January 15th.  Mid-day.  Not unusual to see a hawk perched in the tallest tree far across the marsh.



But today was different.  A Bald Eagle (Haliaeetus leucocephalus); only the third one I've seen in over 12 years walking through Raymond Brook Marsh.






Ring-billed Gull (Larus delawarensis).



Eastern Bluebird (Sialia sialis).









Isabella TIger-moth caterpillar or Woolley Bear (Pyrrharctia isabella) our for a stroll at 40 degrees.



January 16th.  The Eagle has landed (again).



Pictures slightly better than yesterday, but asking a lot of a little camera and an eagle roughly a quarter mile away.



Best to view FULLSCREEN.



January 17th.  Another foggy dawn.












January 19th.  A sunny mid-day after morning clouds and flurries.  No sign of the eagle; I fear it has moved on.

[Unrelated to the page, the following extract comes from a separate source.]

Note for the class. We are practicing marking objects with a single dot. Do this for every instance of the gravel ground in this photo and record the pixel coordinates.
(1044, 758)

January 25th. Seventeen degrees; a slight improvement over recent single digit mornings.



The sun made a brief appearance despite high and low clouds.

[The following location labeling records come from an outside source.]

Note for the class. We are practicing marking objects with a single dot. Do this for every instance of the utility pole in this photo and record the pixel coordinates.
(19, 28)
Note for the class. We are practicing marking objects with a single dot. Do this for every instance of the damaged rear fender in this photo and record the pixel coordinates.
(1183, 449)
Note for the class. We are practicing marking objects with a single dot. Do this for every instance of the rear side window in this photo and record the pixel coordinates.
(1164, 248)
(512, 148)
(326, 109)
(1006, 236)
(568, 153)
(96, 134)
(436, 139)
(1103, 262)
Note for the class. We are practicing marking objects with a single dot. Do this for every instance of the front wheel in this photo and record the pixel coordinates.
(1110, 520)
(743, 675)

Look carefully.  See the halo?  This is one form of "parahelia".  Like sun dogs and sun pillars, it's caused by light passing through ice crystals in the atmosphere.



February 1st.



People have been out walking on the ice.



In open areas, much of the ice is gone from the trail.  Less so in the wooded areas.



Male Eastern Bluebirds (Sialia sialis).  A confrontation between them just after I took this photo.



The invasive Giant Reed Grass (Phragmites australis).






February 2nd.  Groundhog Day.  Very foggy east of Route 207 in Hebron.



Beaver lodge in very good shape.



Raymond Brook Marsh very foggy too.



February 4th.  The day after 6" of snow (and the day before 6-10" more is predicted).




































February 6th.  Bright sun and shadows...



...from the old beaver lodge.



A deer walked across the marsh sometime after yesterday's 8" of new snow.



Despite all that new snow, the pine branches were nearly bare.